Era tremendo, ibas a comprar algo al mayorista y éste te decía, no hay yerba en bolsas de 15 kilos, hay de 5 kilos si querés pero tenés que pagar un precio en boleta y otro por fuera, y había que pagarles para tener la mercadería, el tabaco te lo vendían de a cuarto kilo, no había jabones, arroz… Era la gran especulación, como el gobierno había congelado los salarios, los mayoristas jugaban a favor de ellos y nadie los tocaba. Cuando íbamos a negociar salarios, la fábrica estoqueaba papel higiénico, y en los supermercados no había, cuando negociaban el salario, al otro día entregaban el papel con precio nuevo, las Fuerzas Armadas en eso no se metían, era para extinguir la clase trabajadora”. 

 

“Asambleas con un policía en la reunión y ni en el cementerio pudimos hablar”

Siempre debían estar pendientes de no pisar en falso, “hacíamos una asamblea y teníamos que avisar con diez días de anticipación cual era el motivo y cuando íbamos a la asamblea había un policía de Investigaciones presente.
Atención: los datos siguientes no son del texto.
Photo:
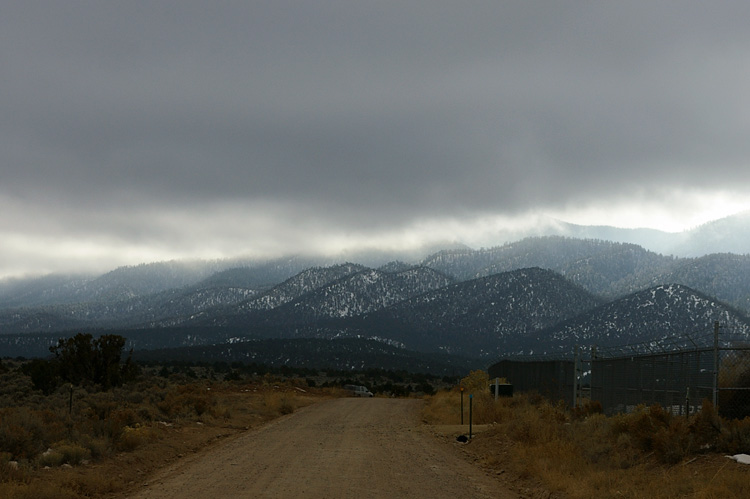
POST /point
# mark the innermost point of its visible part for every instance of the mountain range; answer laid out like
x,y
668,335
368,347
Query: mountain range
x,y
538,295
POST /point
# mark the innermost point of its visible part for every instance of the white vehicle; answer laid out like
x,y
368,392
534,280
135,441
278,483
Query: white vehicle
x,y
358,390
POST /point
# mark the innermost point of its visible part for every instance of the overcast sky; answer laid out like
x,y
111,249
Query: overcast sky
x,y
141,131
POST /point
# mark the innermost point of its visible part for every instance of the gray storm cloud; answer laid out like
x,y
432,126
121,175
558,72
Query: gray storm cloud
x,y
135,121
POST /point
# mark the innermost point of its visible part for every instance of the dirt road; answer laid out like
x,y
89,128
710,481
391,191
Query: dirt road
x,y
358,448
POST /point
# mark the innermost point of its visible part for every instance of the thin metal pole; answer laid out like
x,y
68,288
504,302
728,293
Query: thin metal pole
x,y
471,419
716,365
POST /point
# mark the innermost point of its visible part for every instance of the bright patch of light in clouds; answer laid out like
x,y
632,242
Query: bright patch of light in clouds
x,y
674,211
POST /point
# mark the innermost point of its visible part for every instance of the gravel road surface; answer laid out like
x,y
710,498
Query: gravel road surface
x,y
342,448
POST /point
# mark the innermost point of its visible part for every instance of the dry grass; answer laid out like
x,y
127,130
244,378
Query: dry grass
x,y
649,453
109,442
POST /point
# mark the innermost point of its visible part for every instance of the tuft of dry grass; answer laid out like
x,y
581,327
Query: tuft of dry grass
x,y
584,454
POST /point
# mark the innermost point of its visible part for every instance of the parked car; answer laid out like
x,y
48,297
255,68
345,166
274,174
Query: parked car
x,y
358,390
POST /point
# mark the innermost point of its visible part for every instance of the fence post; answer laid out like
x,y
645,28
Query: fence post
x,y
716,365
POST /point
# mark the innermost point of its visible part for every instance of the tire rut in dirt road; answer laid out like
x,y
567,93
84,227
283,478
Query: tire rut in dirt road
x,y
363,448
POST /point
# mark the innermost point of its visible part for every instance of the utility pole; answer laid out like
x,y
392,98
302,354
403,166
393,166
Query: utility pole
x,y
716,365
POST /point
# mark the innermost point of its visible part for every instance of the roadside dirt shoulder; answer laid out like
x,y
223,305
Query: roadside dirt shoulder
x,y
339,449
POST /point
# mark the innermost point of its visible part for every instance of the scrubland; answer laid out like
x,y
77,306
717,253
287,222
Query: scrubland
x,y
86,442
584,454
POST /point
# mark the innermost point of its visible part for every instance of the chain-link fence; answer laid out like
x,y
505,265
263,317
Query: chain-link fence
x,y
678,377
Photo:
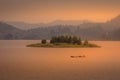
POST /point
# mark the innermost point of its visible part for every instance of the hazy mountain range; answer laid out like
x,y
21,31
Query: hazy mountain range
x,y
109,30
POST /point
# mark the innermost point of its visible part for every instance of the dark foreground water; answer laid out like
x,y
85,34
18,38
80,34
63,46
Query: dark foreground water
x,y
18,62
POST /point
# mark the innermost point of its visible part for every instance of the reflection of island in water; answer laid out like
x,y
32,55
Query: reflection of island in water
x,y
81,56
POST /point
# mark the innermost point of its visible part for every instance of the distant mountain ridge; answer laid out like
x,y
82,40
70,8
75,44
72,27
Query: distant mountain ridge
x,y
27,26
109,30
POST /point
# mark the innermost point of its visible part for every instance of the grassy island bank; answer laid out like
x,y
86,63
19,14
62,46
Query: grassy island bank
x,y
64,42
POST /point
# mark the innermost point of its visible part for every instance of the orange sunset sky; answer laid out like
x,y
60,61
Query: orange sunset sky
x,y
35,11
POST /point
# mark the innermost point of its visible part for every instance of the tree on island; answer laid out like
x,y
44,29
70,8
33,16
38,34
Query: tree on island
x,y
66,39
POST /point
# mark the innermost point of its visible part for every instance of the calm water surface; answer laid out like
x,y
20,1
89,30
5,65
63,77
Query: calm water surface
x,y
18,62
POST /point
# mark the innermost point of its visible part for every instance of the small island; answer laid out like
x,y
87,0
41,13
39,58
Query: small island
x,y
64,42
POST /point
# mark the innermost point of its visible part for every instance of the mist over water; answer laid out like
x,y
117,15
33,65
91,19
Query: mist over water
x,y
18,62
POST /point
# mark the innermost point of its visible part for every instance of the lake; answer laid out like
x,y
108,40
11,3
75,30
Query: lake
x,y
18,62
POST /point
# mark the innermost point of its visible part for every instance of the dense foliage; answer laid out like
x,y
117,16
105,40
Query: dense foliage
x,y
66,39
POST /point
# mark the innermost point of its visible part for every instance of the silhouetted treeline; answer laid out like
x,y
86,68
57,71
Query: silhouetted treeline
x,y
66,39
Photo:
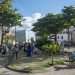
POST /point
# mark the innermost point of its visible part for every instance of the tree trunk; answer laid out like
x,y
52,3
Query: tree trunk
x,y
2,36
68,38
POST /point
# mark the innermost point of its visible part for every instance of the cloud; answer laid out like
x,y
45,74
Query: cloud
x,y
28,21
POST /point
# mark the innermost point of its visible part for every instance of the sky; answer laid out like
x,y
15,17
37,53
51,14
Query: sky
x,y
35,9
28,7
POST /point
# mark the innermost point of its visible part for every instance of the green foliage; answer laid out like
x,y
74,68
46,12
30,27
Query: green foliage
x,y
69,16
8,16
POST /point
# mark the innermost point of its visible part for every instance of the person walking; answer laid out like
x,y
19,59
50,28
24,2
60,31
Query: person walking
x,y
29,50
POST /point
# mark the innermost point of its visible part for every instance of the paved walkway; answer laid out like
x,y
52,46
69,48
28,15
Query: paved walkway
x,y
51,71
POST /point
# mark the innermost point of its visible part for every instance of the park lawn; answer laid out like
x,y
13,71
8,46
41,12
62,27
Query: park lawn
x,y
32,64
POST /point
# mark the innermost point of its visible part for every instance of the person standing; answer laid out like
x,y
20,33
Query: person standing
x,y
29,50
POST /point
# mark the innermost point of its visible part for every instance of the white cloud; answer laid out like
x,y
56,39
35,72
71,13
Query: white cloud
x,y
27,23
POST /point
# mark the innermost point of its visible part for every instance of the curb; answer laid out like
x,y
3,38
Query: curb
x,y
22,71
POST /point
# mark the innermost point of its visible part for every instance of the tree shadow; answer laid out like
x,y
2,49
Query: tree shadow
x,y
69,66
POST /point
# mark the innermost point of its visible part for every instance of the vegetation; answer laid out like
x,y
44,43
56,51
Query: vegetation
x,y
8,17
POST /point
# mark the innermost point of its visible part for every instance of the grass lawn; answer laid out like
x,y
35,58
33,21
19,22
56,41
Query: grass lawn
x,y
33,64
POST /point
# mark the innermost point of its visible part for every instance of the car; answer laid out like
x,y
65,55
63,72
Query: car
x,y
72,56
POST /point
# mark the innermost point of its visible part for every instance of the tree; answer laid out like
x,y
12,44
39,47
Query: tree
x,y
50,24
69,18
8,16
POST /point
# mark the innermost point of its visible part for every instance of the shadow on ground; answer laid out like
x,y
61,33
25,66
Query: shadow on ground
x,y
60,67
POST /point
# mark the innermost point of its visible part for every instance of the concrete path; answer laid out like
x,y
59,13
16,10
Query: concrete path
x,y
51,71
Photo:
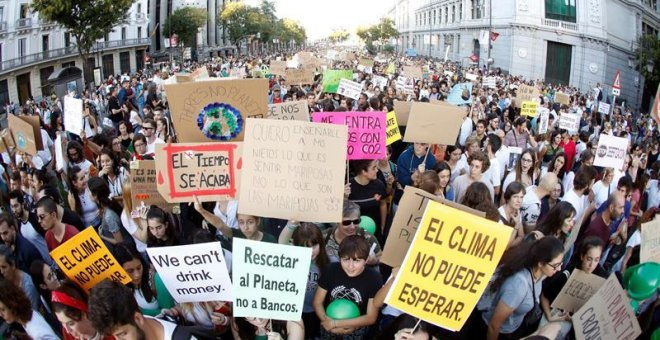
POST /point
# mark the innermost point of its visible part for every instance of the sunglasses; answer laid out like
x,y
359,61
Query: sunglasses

Cuando murieron los dos compañeros en el accidente del auto clave, cuando se cumple el año de su muerte, uno de ellos Jorge “Piernita” López, defensor del Club Peñarol,  invita a la población para el homenaje en el cementerio, intentamos mediante avisos también por la prensa para presionar a la empresa que nos diera autorización para hacer un sermón en el lugar que había caído nuestro compañero que tanto nos dolió porque veníamos negociando para que no ocurriera ningún accidente, como queríamos resguardar ese globo, no lo habían hecho y cuando murieron los compañeros, hicieron el resguardo, una pared de concreto. Ya que no nos dio autorización la empresa, después de tres avisos en la prensa, resolvimos hacer lo mismo que Peñarol pero distinto, íbamos a llevar una ofrenda floral a cada compañero e invitábamos a nuestros compañeros, pero no con oratoria. Después que se hizo la oratoria de Peñarol, cuando se empieza a disolver la gente, había más de cien personas de PAMER y doscientas de Peñarol, habló Batlle Pozzolo, termina éste y cuando la gente se va me detienen junto con el secretario del sindicato y nos llevan a Investigaciones y de ahí al despacho del Jefe por la calle, como si fuéramos dos delincuentes, era una humillación ir por la calle con custodia. Después que estuvimos con el Jefe de Policía, Nelson Rodríguez, le dijimos que no hicimos otra cosa que no fuera llevar un ramo de flores, le preguntó al policía que estaba de custodia si habíamos hablado y le dijeron que no, por lo que nos dejaron en libertad.

Los custodias eran un señor Frodella y un señor Ortega, Frodella me quería llevar caminando desde el cementerio a Investigaciones y yo ya tenía problemas de columna me costaba caminar y pedí para ir en un auto, pero Ortega –que era el que iba siempre a las asambleas- dijo que no, que me permitiera ir en auto y un compañero me llevó. Nunca volví a hablar con ellos vuelta la democracia”.

 

“Que la juventud tome conciencia”

La reflexión que me dejó aquello, es que no sé quien habrá sido el ideólogo, porque hacer las cosas que hicieron, no me canso de pensar para qué, si dijeran que los militares llegaron a la dictadura por la guerrilla… porque la guerrilla ya había sido derrotada, los compañeros guerrilleros estaban presos, ¿a qué apuntaban? A destrozar la clase trabajadora, la enseñanza, la juventud… no se hablaba de otra cosa que ellos no quisieran hablar, nunca entendí qué eran lo que quería hacer con la sociedad. Ojalá nunca más exista una cosa así en este país, que la juventud tome conciencia de ello”.